As they are not truth tables: http://en.wikipedia.org/wiki/Truth_table
I think a better name for these testing constructs would be Expectation Tables.
But coming from an EE/CE digital logic background, if it doesn't have 1's and 0's (or T's and F's) in it, it just ain't a Truth Table to me.
Of course I could just as easily be criticized for "Expectation Tables" by someone in obstetrics, so what's fair is fair.
I do like your design. Nice job.
For example, in PHPUnit: https://phpunit.de/manual/current/en/writing-tests-for-phpun...
It would actually be even more elegant if the data where extracted out of the test methods in my opinion.
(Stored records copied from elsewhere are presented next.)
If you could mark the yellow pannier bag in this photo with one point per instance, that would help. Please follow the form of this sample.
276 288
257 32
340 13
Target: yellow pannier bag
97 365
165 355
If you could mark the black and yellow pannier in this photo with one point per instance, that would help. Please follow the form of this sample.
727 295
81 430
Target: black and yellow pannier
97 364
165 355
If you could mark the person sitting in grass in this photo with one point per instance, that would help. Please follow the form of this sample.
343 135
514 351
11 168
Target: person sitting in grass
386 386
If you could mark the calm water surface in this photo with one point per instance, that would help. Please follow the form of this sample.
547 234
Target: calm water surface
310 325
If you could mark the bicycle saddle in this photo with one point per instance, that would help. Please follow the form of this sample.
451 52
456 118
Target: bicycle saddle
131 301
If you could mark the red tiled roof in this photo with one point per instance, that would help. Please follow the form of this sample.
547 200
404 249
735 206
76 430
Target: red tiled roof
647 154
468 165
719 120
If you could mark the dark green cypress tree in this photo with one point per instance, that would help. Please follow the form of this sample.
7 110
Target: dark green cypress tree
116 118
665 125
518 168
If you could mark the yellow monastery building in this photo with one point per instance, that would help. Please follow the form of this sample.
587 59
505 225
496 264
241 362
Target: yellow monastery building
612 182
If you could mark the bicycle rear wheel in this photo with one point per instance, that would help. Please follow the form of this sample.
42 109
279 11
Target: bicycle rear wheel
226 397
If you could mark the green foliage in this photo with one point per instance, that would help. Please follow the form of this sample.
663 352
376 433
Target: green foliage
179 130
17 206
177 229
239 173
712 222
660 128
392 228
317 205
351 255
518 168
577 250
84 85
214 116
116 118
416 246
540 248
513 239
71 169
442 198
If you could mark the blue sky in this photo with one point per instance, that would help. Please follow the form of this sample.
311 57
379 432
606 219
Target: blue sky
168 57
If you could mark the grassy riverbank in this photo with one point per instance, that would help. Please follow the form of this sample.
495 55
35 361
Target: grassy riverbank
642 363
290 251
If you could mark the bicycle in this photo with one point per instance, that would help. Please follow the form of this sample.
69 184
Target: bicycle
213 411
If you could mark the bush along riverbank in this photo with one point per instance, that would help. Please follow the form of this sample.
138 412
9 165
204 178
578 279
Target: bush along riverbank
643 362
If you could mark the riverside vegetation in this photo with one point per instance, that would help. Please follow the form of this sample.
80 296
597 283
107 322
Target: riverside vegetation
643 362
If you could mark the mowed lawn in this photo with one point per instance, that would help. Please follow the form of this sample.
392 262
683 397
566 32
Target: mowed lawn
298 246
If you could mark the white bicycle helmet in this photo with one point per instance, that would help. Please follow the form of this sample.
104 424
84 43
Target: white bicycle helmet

Though it would effectively double the number of methods, it cleans things up significantly within the test methods, provides an outlet for extension and the only expense is the addition of declaration & closing lines.
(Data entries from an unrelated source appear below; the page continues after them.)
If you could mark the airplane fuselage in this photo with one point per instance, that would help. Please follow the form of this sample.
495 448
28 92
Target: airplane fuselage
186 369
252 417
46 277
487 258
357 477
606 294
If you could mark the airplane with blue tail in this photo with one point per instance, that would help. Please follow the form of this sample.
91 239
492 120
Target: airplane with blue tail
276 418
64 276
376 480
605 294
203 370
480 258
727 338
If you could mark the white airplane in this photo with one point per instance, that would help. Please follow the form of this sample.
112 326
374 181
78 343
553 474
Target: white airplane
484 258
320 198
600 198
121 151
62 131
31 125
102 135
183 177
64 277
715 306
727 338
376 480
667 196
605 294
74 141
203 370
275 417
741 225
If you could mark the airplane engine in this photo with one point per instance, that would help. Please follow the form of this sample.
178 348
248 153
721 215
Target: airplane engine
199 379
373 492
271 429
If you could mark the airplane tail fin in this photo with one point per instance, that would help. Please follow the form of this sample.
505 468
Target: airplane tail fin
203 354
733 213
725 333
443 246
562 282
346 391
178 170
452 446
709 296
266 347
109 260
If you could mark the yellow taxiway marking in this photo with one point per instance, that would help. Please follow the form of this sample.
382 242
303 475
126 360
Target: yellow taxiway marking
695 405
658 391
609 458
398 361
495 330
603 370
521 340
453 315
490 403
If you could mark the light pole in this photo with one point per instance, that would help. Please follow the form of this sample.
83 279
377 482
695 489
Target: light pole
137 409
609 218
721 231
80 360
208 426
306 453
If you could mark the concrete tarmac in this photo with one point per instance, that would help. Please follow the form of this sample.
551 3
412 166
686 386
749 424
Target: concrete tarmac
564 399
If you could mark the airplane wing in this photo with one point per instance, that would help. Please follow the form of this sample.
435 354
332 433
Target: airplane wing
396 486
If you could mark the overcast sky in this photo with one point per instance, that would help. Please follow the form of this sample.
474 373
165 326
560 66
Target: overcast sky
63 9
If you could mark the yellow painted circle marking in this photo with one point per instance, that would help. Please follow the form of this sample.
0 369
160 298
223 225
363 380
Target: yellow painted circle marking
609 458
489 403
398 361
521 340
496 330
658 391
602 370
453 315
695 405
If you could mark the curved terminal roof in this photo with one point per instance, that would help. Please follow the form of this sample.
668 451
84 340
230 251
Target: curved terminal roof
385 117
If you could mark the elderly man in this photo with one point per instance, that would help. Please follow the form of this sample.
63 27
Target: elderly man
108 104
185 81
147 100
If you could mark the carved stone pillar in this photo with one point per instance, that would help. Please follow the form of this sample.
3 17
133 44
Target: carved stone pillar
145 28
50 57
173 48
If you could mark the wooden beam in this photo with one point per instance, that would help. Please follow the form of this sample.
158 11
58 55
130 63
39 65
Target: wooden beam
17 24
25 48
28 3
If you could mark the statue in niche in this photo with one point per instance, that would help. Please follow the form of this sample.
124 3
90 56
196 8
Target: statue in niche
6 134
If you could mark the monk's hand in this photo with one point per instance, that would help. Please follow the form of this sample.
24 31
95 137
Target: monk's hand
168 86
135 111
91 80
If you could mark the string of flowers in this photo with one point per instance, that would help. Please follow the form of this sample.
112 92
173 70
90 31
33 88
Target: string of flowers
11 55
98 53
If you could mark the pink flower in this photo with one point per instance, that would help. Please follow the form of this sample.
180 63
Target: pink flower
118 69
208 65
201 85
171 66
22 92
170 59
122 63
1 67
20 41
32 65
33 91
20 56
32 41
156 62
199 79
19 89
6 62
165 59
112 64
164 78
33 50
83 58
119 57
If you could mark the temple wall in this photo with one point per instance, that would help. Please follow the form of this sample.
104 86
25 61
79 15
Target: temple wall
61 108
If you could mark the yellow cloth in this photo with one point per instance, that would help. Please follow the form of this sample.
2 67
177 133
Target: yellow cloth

The 'table' consists of an array of calls to constructors of structs that contain fields which are used to set up the context for each test, set value expectations specific to that test, and whether certain tests in shared examples apply to that context.
There is a certain level of cognitive overhead involved in understanding this method of writing tests, to be sure, but the benefits (concise expression of a huge matrix of variations) outweigh the costs (massive duplication, and therefore comprehension of thousands of more lines of test code).
It's important to note that this style of test is really best for the situation where there is a large matrix of things you'd like to test.
The example I linked included ~70 different contexts, each of which is being run through the large Test() function at the bottom: https://github.com/cloudfoundry-incubator/runtime-schema/blo...
Just more of the same idea and I think the resulting tests are easier to understand. Good writeup.